Oligosaccharides increased leptin and POMC levels in WT but not ob/ob mice. Oligosaccharides improved insulin sensitivity, hepatic metabolism (reduced triglycerides, aspartate aminotransferase, alanine aminotransferase, and free fatty acids), and bone growth (increased femur length, osteoprotegerin; decreased receptor activator of nuclear factor kappa-B ligand/cathepsin K) in WT mice. These benefits were absent in ob/ob mice. Crucially, POMC overexpression in ob/ob mice rescued metabolic dysfunction (improved GTT/ITT and normalized hepatic markers), restored growth hormone balance (reduced adrenocorticotropic hormone/cortisol and increased insulin-like growth factor 1), and reversed bone defects.

Conclusion

Oligosaccharides exert insulin-sensitizing, hepatoprotective, and growth-promoting effects via leptin-dependent POMC activation. POMC restoration rescues deficits in leptin deficiency, establishing the leptin/POMC axis as the essential mechanistic pathway.
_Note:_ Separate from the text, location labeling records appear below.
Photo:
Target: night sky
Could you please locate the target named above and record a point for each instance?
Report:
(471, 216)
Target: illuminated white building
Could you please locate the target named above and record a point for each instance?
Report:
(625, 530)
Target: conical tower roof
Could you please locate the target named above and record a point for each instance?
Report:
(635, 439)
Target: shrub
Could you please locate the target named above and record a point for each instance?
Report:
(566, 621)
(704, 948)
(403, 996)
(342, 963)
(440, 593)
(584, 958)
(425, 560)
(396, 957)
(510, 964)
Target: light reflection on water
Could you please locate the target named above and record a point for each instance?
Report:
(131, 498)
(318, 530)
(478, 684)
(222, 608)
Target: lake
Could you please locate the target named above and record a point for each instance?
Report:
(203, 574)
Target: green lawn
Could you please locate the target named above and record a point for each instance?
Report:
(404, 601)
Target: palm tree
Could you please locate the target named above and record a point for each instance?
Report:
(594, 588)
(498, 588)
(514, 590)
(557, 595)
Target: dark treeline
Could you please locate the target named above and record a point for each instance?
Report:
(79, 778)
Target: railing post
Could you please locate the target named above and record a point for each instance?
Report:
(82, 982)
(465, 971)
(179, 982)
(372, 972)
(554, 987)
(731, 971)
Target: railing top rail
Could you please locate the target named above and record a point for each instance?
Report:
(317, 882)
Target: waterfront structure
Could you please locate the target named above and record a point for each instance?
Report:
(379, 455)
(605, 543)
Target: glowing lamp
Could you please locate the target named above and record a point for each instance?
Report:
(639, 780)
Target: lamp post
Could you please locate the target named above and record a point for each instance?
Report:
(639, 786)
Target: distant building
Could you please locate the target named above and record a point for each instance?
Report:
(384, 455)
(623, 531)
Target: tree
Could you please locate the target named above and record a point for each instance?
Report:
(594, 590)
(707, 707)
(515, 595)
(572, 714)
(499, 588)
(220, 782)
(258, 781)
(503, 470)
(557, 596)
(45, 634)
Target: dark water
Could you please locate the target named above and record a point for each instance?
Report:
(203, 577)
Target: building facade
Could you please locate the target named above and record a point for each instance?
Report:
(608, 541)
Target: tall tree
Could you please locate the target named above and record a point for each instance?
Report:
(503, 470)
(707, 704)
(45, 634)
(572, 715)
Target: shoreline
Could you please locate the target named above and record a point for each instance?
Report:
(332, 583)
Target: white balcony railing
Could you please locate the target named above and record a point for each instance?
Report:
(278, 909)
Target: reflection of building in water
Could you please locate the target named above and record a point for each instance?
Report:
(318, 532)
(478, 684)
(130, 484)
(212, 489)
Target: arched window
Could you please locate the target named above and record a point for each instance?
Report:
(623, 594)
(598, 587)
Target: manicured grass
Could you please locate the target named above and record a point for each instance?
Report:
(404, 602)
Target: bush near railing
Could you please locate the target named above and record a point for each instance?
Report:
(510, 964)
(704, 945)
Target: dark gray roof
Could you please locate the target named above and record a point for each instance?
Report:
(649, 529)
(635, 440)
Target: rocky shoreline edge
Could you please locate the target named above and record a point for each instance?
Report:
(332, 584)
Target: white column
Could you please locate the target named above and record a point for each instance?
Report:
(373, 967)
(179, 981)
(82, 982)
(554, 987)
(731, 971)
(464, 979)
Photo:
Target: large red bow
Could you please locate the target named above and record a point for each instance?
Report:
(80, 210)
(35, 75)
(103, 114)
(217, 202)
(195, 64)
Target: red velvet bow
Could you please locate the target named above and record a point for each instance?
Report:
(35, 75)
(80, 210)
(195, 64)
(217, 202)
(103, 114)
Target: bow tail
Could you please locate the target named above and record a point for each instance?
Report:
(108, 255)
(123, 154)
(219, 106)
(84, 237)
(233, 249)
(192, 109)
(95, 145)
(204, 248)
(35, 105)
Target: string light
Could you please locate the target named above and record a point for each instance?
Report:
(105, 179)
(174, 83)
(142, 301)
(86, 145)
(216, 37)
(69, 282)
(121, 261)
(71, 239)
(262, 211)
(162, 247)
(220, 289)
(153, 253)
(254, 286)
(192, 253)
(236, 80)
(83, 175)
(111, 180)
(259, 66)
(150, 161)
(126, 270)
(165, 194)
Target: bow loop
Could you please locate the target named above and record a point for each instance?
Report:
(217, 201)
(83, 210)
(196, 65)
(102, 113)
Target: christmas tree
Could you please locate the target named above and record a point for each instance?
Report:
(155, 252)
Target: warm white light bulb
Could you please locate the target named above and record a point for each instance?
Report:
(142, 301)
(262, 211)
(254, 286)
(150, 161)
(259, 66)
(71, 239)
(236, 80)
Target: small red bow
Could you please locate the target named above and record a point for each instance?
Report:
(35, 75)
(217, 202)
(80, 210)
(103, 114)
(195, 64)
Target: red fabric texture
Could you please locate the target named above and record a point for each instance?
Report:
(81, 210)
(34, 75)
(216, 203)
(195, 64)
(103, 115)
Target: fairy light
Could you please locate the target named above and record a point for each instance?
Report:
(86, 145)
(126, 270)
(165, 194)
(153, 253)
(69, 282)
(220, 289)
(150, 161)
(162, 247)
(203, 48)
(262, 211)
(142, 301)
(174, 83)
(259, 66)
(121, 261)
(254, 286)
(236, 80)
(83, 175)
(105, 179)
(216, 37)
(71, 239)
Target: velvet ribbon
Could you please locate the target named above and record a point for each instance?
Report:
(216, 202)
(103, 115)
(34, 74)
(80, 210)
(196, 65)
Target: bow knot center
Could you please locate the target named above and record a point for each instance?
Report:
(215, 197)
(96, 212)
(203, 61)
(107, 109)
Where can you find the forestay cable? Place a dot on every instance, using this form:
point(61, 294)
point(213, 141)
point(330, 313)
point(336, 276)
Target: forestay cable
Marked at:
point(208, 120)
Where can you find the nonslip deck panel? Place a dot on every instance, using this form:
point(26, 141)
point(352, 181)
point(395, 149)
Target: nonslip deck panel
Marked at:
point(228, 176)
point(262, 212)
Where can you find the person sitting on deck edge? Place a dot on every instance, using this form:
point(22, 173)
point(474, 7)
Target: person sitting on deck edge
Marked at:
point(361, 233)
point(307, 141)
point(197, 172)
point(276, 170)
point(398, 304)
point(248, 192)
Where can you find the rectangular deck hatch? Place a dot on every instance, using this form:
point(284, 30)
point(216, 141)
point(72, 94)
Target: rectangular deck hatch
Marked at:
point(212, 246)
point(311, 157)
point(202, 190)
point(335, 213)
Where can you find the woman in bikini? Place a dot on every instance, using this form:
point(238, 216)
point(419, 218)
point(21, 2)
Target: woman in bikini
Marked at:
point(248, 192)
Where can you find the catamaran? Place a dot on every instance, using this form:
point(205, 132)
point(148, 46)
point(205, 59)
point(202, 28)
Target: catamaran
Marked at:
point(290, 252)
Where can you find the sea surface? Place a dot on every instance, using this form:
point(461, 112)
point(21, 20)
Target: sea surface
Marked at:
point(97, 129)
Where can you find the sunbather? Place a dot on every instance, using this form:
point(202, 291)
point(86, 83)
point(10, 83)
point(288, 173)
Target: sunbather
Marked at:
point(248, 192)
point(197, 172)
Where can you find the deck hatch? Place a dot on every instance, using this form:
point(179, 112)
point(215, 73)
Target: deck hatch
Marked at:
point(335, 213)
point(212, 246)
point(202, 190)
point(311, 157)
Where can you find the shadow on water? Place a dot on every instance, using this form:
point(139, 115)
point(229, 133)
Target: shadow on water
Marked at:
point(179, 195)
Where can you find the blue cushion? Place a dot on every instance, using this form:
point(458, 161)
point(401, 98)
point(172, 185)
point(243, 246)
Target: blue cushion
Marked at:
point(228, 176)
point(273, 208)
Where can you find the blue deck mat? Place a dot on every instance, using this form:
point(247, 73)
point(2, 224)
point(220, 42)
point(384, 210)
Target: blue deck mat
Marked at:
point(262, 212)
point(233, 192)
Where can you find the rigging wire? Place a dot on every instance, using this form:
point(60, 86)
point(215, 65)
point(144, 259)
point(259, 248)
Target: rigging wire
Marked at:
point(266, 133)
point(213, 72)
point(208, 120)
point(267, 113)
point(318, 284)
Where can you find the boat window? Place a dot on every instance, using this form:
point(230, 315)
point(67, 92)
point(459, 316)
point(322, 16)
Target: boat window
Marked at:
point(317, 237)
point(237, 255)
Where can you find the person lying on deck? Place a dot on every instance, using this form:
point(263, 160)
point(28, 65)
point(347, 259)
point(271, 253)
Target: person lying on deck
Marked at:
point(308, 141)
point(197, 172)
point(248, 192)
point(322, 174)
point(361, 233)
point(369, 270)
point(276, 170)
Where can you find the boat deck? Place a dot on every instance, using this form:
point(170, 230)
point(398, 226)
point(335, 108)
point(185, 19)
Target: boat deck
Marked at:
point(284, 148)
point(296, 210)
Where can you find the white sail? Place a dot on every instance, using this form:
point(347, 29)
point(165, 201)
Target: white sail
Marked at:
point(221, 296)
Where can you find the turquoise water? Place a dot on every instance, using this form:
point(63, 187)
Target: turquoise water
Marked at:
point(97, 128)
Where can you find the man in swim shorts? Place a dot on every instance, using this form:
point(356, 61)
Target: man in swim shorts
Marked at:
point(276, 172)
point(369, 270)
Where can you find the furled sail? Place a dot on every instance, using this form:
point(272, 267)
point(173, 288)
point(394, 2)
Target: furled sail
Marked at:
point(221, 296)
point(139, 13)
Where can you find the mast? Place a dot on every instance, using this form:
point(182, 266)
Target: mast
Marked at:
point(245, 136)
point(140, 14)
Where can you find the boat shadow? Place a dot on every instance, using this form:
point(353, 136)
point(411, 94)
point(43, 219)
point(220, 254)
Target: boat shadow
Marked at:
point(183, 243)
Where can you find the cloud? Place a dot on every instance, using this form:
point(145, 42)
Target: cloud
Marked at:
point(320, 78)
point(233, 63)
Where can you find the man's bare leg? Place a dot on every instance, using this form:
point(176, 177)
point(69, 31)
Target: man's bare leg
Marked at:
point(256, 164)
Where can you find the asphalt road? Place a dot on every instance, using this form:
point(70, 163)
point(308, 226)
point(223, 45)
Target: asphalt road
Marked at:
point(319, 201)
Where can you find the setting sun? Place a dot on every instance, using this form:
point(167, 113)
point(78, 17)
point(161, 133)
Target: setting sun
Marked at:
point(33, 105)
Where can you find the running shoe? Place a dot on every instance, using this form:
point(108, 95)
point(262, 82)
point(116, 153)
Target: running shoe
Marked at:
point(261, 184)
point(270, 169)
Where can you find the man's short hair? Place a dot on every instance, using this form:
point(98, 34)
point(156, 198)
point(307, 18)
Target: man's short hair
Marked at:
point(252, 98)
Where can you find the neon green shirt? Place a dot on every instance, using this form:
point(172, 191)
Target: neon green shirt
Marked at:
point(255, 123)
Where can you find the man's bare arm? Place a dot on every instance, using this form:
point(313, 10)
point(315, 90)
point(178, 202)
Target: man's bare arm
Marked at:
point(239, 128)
背景：瘦素和促鸦片黑素皮质素（POMC）信号通路对代谢和生长具有关键调控作用。低聚糖调节这条轴的潜力及其生理影响尚不清楚。方法野生型（WT）和瘦素缺乏（ob/ob）小鼠每天口服低聚糖，持续8周。将慢病毒POMC过表达（LV-POMC）或对照（LV-NC）给予ob/ob小鼠。通过葡萄糖/胰岛素耐量试验（GTT/ITT）评估代谢功能。通过酶联免疫吸附法和Western blot定量测定血清/组织中瘦素、POMC、代谢标志物、生长激素和骨调节因子的水平。记录股骨长度，苏木精-伊红染色评价股骨小梁结构。结果单糖可提高WT小鼠的瘦素和POMC水平，但对ob/ob小鼠无显著影响。低聚糖改善了WT小鼠的胰岛素敏感性、肝脏代谢（减少甘油三酯、天冬氨酸转氨酶、丙氨酸转氨酶和游离脂肪酸）和骨生长（增加股骨长度、骨保护素；减少核因子κ b配体/组织蛋白酶K受体激活剂）。这些益处在ob/ob小鼠中不存在。至关重要的是，ob/ob小鼠的POMC过表达挽救了代谢功能障碍（改善GTT/ITT和正常化的肝脏标志物），恢复了生长激素平衡（促肾上腺皮质激素/皮质醇减少，胰岛素样生长因子1增加），并逆转了骨缺损。结论低聚糖通过瘦素依赖性的POMC激活发挥胰岛素增敏、保肝和促生长作用。POMC修复修复了瘦素缺乏症的缺陷，建立了瘦素/POMC轴作为重要的机制途径。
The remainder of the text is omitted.